Functions of amorphous carbon in catalyst fabrication for carbon nanofiber growth in the poly(ethylene glycol) thermal decomposition method

Abstract

To investigate the growth mechanism of carbon nanofibers (CNF) through a process using the thermal decomposition of poly(ethylene glycol) (PEG), we researched the phenomena that occurred from PEG decomposition to CNF growth during a temperature elevation process of CNF synthesis. In the PEG thermal decomposition method, the selective synthesis of platelet CNF (PCNF) and cup-stacked CNF was accomplished by changing only the ramp rate (without any other difference in experimental conditions). As a result, it was confirmed that carbon-containing gases generated by PEG thermal decomposition were converted to amorphous carbon and deposited on the substrate.
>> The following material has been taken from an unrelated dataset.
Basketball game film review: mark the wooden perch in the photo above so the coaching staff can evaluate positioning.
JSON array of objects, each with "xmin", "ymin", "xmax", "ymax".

There was a clear correlation between the amount of deposited amorphous carbon and the size of the nickel catalyst particle for CNF growth. Therefore, in the PEG thermal decomposition method, amorphous carbon deposition was found to be important to control the dispersity and morphology of the catalyst particle, and it was probably crucial to the determination of the type of CNF. In addition, the PCNF prepared in this study showed multidirectional growth from polyhedral catalyst particles, and this could be why the PEG thermal decomposition was able to create PCNF with small diameters compared to PCNF synthesized by conventional methods.